Sync and Collaboration Without Strangling Your Offline Speed
Threlmark’s design makes sync simple and fast. Changes are local and immediate—no waiting for server responses. When you reconnect, background sync updates other devices.
This means you can keep working offline, confident your data is safe and ready to sync later. Conflicts are handled by merging changes intelligently, respecting the on-disk contract.
Say you edit a task on your phone while offline. When you’re back online, the system quietly syncs, and your desktop sees the updated task instantly. No fuss, no delays.
When Local-First Architecture Might Not Be a Good Fit
While powerful, local-first isn’t for everyone. If your app demands real-time collaboration with low latency or complex conflict resolution, it might get tricky.
For instance, highly dynamic multiplayer games or systems needing instant server-side authority may struggle with local-first constraints. But for task management, note-taking, or project planning, it shines.
Understanding your use case is key. Threlmark’s design excels when offline speed, data portability, and simple collaboration matter most.

Getting Started with Threlmark and Local-First Thinking
Curious how to adopt this approach? Check out the Threlmark project on GitHub, which demonstrates the architecture in action. It’s a Next.js app that works directly with JSON files—no databases needed.
Start by structuring your data as files, then implement atomic writes and tolerant merges. Think of your disk as a contract, not just storage. This mindset simplifies many problems and opens new possibilities.
Visit Threlmark’s website for tutorials, and explore the code at GitHub.
Frequently Asked Questions
How does Threlmark handle conflicts when multiple devices edit the same task offline?
Threlmark reads the current file, merges changes intelligently—preserving unknown fields and bumping timestamps—and writes back atomically. Conflicts are minimized because each item is a separate file, reducing race conditions and overwrites.Can I migrate existing data into Threlmark easily?
Yes. Since all data is stored as JSON files, you can write scripts or use existing tools to convert your data into the Threlmark layout. It’s designed for portability, so no lock-in or complex migration steps are needed.What are the main advantages of a file-based system over traditional databases?
File-based systems are inspectable, portable, and interoperable. You can back up or move your data easily, work offline without restrictions, and avoid vendor lock-in. Plus, atomic file operations make data safe and consistent.Is this approach suitable for real-time collaborative apps?

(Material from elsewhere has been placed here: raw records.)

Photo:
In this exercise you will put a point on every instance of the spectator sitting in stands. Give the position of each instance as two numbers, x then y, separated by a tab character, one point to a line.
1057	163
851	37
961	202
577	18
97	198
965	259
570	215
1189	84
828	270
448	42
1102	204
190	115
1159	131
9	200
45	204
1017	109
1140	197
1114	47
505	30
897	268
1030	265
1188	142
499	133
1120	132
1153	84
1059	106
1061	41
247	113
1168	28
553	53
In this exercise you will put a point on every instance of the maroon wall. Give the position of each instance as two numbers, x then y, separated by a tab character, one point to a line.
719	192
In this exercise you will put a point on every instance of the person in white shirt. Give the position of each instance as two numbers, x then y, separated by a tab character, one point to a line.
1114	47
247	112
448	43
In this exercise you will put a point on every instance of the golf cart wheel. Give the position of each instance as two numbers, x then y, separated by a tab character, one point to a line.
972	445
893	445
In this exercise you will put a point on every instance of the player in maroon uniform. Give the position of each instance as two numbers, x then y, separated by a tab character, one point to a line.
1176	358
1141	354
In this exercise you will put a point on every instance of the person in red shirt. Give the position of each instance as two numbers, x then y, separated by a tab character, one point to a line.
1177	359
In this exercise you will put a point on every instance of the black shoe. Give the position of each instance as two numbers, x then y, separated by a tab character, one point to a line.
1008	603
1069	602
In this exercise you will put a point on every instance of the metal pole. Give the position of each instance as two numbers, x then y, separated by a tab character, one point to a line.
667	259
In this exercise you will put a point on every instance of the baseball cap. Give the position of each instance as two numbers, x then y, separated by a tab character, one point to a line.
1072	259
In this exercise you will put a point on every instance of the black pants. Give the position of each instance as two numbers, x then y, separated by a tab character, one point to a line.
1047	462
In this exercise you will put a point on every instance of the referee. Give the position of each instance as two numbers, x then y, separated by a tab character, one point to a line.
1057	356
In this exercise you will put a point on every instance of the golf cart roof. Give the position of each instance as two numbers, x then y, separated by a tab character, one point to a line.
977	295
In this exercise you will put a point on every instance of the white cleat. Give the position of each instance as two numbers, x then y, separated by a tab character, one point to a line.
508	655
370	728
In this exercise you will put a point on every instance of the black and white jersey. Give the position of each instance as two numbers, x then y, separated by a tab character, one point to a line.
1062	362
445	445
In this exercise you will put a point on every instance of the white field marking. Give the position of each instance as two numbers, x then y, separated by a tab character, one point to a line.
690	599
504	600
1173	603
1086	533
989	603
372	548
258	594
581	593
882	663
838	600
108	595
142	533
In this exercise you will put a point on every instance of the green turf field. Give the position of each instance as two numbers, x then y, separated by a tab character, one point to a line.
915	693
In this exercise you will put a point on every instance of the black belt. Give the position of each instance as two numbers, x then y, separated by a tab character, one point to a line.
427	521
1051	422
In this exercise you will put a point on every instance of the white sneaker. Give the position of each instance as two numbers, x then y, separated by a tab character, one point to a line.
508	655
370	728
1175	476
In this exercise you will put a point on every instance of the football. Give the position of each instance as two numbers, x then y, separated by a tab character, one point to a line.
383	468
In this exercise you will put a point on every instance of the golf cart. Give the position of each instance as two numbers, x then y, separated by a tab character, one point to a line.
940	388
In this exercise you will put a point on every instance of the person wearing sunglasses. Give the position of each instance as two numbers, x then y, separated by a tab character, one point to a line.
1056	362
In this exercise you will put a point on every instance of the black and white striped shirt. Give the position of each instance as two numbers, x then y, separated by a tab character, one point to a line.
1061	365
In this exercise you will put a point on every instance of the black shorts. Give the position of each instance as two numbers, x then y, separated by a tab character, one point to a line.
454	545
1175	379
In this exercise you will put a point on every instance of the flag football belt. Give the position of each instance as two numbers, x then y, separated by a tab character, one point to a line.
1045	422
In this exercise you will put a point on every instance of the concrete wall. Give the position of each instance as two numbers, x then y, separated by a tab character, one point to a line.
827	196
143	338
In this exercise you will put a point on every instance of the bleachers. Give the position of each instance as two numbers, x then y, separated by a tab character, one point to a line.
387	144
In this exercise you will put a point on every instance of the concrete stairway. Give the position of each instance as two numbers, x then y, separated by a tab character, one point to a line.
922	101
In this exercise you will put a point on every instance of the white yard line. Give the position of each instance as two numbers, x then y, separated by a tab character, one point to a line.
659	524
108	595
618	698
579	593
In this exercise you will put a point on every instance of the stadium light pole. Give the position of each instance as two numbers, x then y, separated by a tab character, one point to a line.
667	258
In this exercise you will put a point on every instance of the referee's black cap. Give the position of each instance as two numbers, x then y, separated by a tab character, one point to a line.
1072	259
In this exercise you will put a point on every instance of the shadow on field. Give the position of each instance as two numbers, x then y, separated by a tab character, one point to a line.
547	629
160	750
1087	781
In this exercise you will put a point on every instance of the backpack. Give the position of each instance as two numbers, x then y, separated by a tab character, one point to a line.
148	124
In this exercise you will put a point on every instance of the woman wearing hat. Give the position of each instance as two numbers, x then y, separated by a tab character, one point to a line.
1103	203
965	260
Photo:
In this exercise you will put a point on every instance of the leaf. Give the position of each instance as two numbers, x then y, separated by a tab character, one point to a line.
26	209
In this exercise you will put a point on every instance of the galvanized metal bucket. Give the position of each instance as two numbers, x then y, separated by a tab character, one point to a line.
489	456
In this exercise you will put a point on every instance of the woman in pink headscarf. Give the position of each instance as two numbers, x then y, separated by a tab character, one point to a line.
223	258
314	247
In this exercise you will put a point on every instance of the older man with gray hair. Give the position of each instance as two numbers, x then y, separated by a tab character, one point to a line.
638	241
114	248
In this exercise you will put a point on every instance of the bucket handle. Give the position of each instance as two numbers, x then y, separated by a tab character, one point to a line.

Local-first architectures excel in offline speed and resilience but face challenges with real-time collaboration at low latency. For highly dynamic, multi-user systems needing instant updates, additional sync layers or server authority might be required.Conclusion
The core of Threlmark’s design is simple but profound: your disk is the contract. This shift empowers offline speed, data portability, and collaboration without complex infrastructure. It’s a reminder that sometimes, the simplest idea—making the disk the source—can rewrite the rules of software design.
Next time you’re designing an app, ask yourself: how can I treat the disk as the contract? That small change could lead to faster, safer, and more flexible workflows. Your data’s best home might be right on your own device, waiting for you to make it the foundation.